Alla fine decisi per l'evento al parco. Una cena al ristorante era comunque un modo per rimanere nella zona comfort e io dovevo uscirne nel minor tempo possibile.
Quando arrivai al parco c'erano sparuti gruppetti di persone in attesa dell'evento, perlopiù in coda agli stand che vendevano pane fritto, le nostre frittelle che per i nativi divennero per molto tempo il pasto principale, dopo la conquista europea dei loro territori. Mancava ancora una mezz'oretta all'inizio dello spettacolo e anche io mi avvicinai alle esposizioni alimentari del popolo nativo protagonista della serata. Il profumo del pane fritto mi spingeva ai ricordi d'infanzia quando ancora non mi ponevo troppi problemi di prendere peso e la nonna, ogni volta che andavamo a trovarla in campagna, preparava per me e mio fratello quel semplice composto gustoso, cui aggiungevamo un cucchiaio di zucchero dopo la cottura e prima di gustarne tutta la morbida fragranza. Potevo permettermi quella bomba calorica? Si, potevo farlo ma ritrovarmi con le mani unte e un peso sullo stomaco mi aiutò a desistere. Preferii perdermi nei turchesi argentati dei gioielli artigianali e stavo ancora decidendo quale acquisto avrei portato a casa in ricordo del mio obbiettivo raggiunto quando dal palco si levò un suono di tamburi e un uomo e una donna in abiti country annunciarono l'inizio delle danze, spiegando agli ospiti quali sarebbero state eseguite, volta per volta.

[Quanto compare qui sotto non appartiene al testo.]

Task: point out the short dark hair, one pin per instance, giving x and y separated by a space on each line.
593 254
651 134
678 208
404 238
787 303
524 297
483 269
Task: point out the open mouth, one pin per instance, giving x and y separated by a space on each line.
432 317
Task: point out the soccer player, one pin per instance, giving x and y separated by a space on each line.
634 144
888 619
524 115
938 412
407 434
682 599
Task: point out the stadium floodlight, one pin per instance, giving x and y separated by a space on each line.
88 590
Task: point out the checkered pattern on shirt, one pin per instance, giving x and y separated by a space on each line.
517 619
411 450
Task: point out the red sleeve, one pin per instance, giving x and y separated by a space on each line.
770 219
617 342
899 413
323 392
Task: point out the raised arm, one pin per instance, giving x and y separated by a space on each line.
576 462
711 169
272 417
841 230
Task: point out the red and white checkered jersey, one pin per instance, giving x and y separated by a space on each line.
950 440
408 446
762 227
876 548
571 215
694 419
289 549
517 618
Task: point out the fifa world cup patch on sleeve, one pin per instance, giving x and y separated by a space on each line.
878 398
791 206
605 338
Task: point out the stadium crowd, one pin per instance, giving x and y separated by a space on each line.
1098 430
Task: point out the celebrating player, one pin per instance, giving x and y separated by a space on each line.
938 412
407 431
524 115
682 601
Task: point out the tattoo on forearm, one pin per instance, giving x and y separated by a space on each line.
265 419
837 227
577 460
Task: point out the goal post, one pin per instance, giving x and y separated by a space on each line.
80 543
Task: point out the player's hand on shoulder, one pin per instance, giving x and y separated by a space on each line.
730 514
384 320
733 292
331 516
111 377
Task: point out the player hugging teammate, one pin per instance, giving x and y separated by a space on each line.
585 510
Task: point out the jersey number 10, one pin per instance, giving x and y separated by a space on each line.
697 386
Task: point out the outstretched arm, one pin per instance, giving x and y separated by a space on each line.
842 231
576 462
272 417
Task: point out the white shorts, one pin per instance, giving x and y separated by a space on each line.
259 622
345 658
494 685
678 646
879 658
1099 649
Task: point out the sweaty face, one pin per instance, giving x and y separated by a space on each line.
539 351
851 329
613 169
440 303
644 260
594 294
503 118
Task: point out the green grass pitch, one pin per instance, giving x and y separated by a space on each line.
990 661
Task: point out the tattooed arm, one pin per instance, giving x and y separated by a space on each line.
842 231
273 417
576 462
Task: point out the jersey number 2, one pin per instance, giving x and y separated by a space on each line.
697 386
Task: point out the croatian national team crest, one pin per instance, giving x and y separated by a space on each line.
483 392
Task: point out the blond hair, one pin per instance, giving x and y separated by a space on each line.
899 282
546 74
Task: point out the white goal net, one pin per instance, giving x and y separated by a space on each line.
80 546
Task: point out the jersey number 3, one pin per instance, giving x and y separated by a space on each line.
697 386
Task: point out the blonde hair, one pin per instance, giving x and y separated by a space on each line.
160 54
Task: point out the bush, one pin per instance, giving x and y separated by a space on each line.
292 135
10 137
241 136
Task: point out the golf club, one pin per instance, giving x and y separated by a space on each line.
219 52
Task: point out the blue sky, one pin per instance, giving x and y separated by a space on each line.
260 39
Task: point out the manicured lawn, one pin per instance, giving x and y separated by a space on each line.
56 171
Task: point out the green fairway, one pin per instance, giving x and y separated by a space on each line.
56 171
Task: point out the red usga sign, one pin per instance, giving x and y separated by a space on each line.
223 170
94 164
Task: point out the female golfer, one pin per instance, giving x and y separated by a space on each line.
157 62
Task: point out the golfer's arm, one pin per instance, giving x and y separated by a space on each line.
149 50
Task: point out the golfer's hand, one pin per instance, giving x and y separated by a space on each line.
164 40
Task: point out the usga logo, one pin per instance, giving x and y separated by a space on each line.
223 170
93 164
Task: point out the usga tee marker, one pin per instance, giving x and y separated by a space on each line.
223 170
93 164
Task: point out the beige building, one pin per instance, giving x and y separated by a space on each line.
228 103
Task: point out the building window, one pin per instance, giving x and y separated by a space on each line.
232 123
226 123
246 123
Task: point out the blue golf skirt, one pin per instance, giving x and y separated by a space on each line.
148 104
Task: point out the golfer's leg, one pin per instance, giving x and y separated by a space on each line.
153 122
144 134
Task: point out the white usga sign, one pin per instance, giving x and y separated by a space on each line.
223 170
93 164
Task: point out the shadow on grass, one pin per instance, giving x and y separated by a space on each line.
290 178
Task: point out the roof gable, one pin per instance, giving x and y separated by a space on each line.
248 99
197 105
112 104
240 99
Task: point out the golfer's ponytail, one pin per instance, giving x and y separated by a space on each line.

In fretta decisi per un bracciale rigido, molto semplice, con una grossa pietra turchese, di forma ovale, al centro e lo indossai. Avevo scelto una mise molto comoda per la serata, con jeans, scarpe da tennis e una camicetta bianca di seta con maniche a tre quarti e l'azzurro della pietra spiccava sulla pelle leggermente abbronzata del mio braccio sinistro. Non ero ancora scesa in spiaggia ma nel giardino della villa avevo una rinfrescante piscina e un solarium che mi davano la possibilità di godermi l'estate con l'unica differenza che non avrei dovuto immischiarmi nella calca estiva della spiaggia a poche decine di metri da casa.
Le danze erano cominciate. Cinque ragazze e cinque ragazzi, in abiti appartenenti al folklore Navajo, stavano compiendo passi ritmati dal tamburo che regolava l'intensità della danza. La scenografia di piume svolazzanti cucite negli abiti e sulle fasce colorate che portavano in testa aveva la capacità, unita al ritmo incessante del tamburo, di incidere la mia compostezza e mi ritrovai, poco dopo, a battere un piede e muovere le spalle. Quando me ne resi conto mi guardai intorno, imbarazzata ma nessuno lo aveva notato ed anzi, molte altre persone coinvolte dal ritmo stavano battendo leggermente i piedi a terra. Ricordai di aver letto, anni prima, che la danza per i nativi è una forma di preghiera, una sorta di meditazione che induce una trance leggera e apre le porte all'invisibile, al contatto con gli spiriti degli antenati. Avevo sperimentato, da ragazzina, quella leggerezza del lasciarsi andare, ascoltando cd con musiche native ma solo nel segreto della mia stanza quando nessuno poteva vedermi. Chiudevo gli occhi e mi immaginavo in mezzo alla terra rossa che si sollevava ad ogni battito del mio piede e avrei voluto rimanere in quello stato di beatitudine per sempre.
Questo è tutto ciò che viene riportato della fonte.